Our Lady PeaceHealthy in Paranoid TimesSounds Like: Coldplay rejectsDecibels: 40

Hey, did you know it took 58 packages of guitar strings to make the new Our Lady Peace album? Two thousand hours to ‘discuss and play music?’ Eleven thousand dollars (Canadian) to feed the band? One thousand, one hundred and sixty-five days ‘were needed’ to record in all!

That’s a kind of pretension usually reserved for Billy Corgan, not Raine Maida.

Maida’s band, Our Lady Peace, releases its sixth (and weakest) studio album today, ‘Healthy in Paranoid Times.’ We don’t get any lyrics in the liner notes, merely witty factoids like those above.

While never renowned for a defining sound in their previous albums, each was held together by smart song-writing and slick production. No one would identify OLP as being revolutionary musicians, but they certainly could turn out a solid product. And in the case of 1999’s ‘Spiritual Machines,’ the group was able to make a concept album that was smart without being full of itself.

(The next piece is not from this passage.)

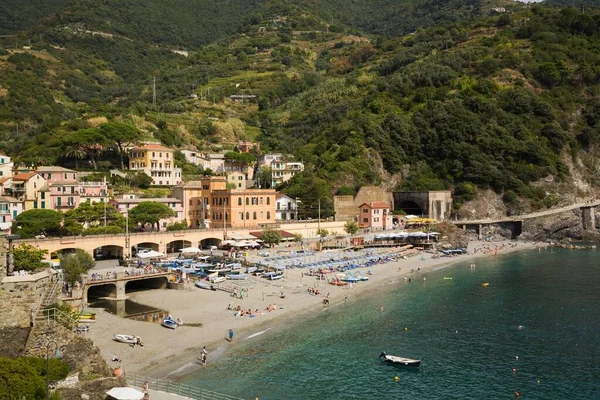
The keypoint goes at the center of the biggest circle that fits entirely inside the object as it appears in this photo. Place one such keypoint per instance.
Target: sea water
(542, 307)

‘Healthy’ is a giant step backward for Canada’s defining modern rock band (a title they can safely claim). It sounds less like a mature sixth album and more like a first-time Coldplay wannabe. The liner notes are filled with references to how many soldiers died in Iraq vs. how many civilians died in Dafur vs. how much TV the average child in North America watches. There are links to the Web sites of Greenpeace, Amnesty International and CorpWatch (irony alert: the CD is distributed by Sony Corporation). The notes also brag that it took 10 studios, 43 songs and 6000 gigabytes of hard drive space to get it just perfect.

And all they have to show for it is this mess?

Gone are the soaring choruses, replaced by awkward starts for what sounds like a Hoobastank song. Gone is the production that held previous albums together, replaced by a disjointed collection of so-so songs. And, most importantly, gone is the fun. There are a few exceptions like ‘Walking in Circles,’ which remind me of the band’s best work, but the rest is mostly pretentious drivel. As Our Lady Peace they rocked, but as Coldplay wannabes it takes only 362 words to explain why they fail.